UnifiedBus (UB) serves as a high-performance interconnect protocol specifically designed for SuperPod networks, unifying IO, memory access, and communication. To empower the academic community to explore innovations in architecture, protocols, and algorithms within this framework, Huawei introduced five open innovation platforms. This talk presents these platforms in detail: the UB Simulation Platform, UB Protocol Verification Platform, Scale-Up Prototype Platform, SuperPod Networking Innovation Platform, and Scale-Out Prototype Platform.
the UB Simulation platform is a network simulator based on NS-3. Its goal is to allow the research community to investigate several topics, such as the design of high-reliability, low-cost, traffic-affinity topologies, the optimization of collective communication operations with UB, novel transaction ordering and reliability mechanisms, transmission control mechanisms or new adaptive routing, LB, CC, and QoS algorithms suited for UB. This tool provides algorithm a bit in advance of the UB specification, and can be used to discuss future requirements and needs of the research community.

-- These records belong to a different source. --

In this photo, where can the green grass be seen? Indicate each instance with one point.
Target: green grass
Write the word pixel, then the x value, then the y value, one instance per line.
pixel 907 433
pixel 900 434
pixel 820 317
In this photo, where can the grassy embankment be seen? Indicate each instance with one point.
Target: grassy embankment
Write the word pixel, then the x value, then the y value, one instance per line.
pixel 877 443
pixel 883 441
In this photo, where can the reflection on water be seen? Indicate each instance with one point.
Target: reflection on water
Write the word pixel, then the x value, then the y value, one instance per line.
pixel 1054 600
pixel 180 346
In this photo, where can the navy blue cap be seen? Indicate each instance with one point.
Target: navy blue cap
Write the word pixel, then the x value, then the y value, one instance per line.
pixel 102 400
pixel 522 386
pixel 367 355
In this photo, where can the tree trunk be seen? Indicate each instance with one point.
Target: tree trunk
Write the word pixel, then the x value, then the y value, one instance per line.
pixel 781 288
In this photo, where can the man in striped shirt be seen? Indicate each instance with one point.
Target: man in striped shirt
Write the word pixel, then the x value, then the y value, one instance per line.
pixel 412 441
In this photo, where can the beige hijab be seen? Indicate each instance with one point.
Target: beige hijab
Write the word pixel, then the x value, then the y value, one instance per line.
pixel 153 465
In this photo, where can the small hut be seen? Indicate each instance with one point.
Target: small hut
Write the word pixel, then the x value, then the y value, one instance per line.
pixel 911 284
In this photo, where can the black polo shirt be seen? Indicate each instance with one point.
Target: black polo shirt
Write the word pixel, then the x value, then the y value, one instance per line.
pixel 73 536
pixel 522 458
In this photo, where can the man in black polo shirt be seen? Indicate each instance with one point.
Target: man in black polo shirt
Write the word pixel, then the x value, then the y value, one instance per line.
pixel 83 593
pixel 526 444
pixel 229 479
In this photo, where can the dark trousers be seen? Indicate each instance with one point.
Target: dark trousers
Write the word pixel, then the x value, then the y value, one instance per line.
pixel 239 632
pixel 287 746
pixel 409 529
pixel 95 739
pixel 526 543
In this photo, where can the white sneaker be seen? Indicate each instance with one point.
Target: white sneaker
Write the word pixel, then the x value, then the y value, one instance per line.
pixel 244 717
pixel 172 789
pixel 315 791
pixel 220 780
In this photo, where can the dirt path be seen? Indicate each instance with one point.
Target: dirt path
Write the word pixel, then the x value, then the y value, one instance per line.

While this simulator is used to explore new ideas, the UB protocol verification platform is used to make those ideas lad on a correct and verified set of protocol mechanisms. It can be used to verify the correctness of protocol designs and configurations, the compatibility of new designs and the robustness of control plane algorithms.
While the two previous tools were focused on software designs and simulations, the Scale-Up prototype platform, the SuperPod networking innovation platform and the Scale-Out prototype platform are aimed at testing those innovations on actual hardware. Those platforms feature UB-compliant network equipment as well as prototyping hardware platforms on which FPGAs can be programmed to test implementability of new protocol mechanisms.
General remarks
In the workshop papers presented, several assumptions of distributed AI infrastructures serving large language models were questionned in order to distribute such systems over the Internet. All those articles introduce heterogeneity in the management of distributed AI workloads. Indeed, while considering a distributed system as completely homogeneous and fully connected makes load distribution and schedduling easier, this assumption does not hold except for newly built, large clusters connected using scale-up networks. In “Latency-Optimal Load Balancing For Distributed MoE Inference” and “SCALE-CCL: A Scalable Collective Communication Library for Wide-Area Distributed Training”, heterogeneity is embraced during the schedduling phase, complexifying the optimization model used to allocate datachunks, model parameters and requests and requiring those works to adopt heuristics to make allocation and load distribution of inference or training workloads in a short time. Beyond schedduling, the invited speakers also mentionned the need to work on systems and protocol adaptations to address heterogeneity in distributed systems. In Uno, this translates in the design of phantom queues to address congestion issues arising from the difference in bandwidth-Delay products between intra-DC and inter-DC links, while in mooncake a novel transfer engine abstracting both scale-up and scale-out links is being designed and developped. In “You’ve got a few GPUs, now what?! — Experimenting with a Nano-Cluster for Distributed Training of AI Models” embracing heterogeneity comes with a goal to question the perceived necessity to use infrastructure at an hyperscale to work on large language models. In that regard, this work contributes to distributing AI workloads following the initial Internet philosophy to allow every network, large or small to interconnect and exchange data. This intention is also at the heart of several federated learning projects, which tend to couple distribution among heterogeneous and low resource nodes with the retention of control over the data used in training, fine-tuning and inference.